The language argument for low Hispanic performance is total baloney. Second and third generation Hispanics that can hardly even speak Spanish still show low IQs and low academic performance. The low cognitive ability of Hispanics is all due to low-IQ genes stemming from their native American and (in some instances) African ancestry; it has nothing to do with their language heritage.

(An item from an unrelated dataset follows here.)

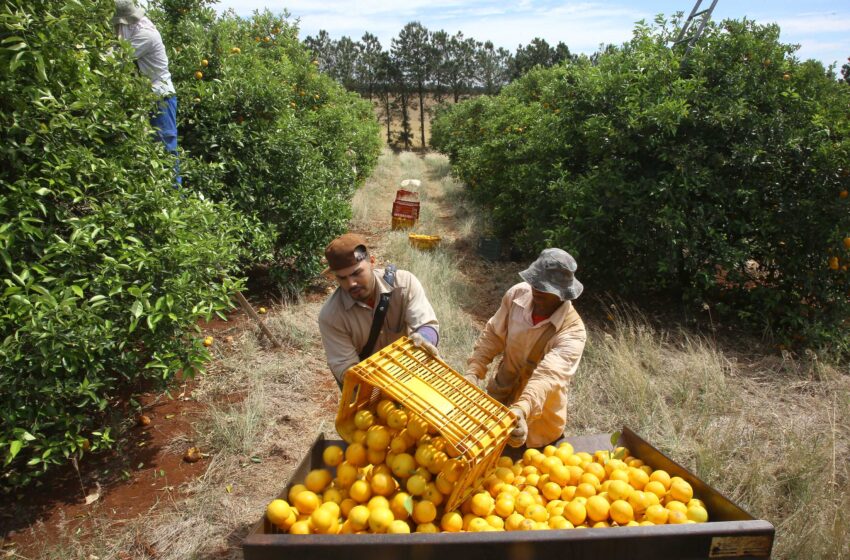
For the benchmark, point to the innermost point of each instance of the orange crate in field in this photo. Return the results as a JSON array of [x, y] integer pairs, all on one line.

By the way, the presence of substantial numbers of predominantly low-IQ minority group students (i.e. blacks and Hispanics) does not neccessarily mean a school is "bad", as long as there is a sizeable number of higher-IQ students (usually whites and Asians) the school can still be an excellent school with good high level courses that are not too dumbed-down. The important thing is that cities should concentrate the high-IQ children in special schools with highly demanding curricula, it is called "ability tracking". Liberal parents say they hate tracking but in actual fact upscale parents LOVE tracking. Tracking is the key to a successful ethnically-diverse urban school system. (e.g. Boston Latin, NYC Stuyvesant and Bronx Sci, San Fran Lowell etc.)